こんなEU、あんなEU~日常に見るヨーロッパ | Life in the EU

Archive for March 5th, 2010

バンクーバー冬季オリンピックの開幕式を見ていて印象的だったのは、国際オリンピック委員会(IOC)のジャク・ロゲ会長が、直前の練習中に死亡したグルジア選手に対し切々と哀悼の言葉を述べていたこと。華やかな舞台の中でも長い時間を割き選手を悼んだ姿勢に、私は、スポーツマン精神を持ち合わせた人だと強く感じた。

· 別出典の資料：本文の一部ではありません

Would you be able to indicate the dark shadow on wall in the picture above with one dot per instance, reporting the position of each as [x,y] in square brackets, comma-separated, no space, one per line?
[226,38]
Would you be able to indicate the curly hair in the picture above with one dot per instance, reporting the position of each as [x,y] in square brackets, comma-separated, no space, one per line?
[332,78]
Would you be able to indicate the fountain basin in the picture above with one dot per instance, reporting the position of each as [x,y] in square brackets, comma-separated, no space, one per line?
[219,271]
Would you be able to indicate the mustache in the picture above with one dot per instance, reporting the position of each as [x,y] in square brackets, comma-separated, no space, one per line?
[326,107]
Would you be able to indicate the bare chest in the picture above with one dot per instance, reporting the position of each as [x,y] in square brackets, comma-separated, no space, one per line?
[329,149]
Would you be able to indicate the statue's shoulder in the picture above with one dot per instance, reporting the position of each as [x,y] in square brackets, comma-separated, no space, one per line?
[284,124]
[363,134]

1980年から2001までIOC会長を務めたフアン・サマランチ氏は、自身優れたスポーツ選手であったわけでない。故国スペインのフランコ政権時代にスポーツ長官を務めた経験からそのまま同国オリンピック会長に就任し、それがIOCへの踏み台になった。どちらかと言うと、政治家、実業家である。

そうしたキャリアは決して否定されるものではない。オリンピックを商業化するという時代の要請の中では必要な人材だった。ただ、サマランチ時代は開催地の決定などをめぐり絶えず汚職のうわさが絶えなかった。そうした風潮からもう一度、原点に戻ろうとしたのかどうかは不明だが、サマランチ会長自身がロゲ氏を後任に指名した。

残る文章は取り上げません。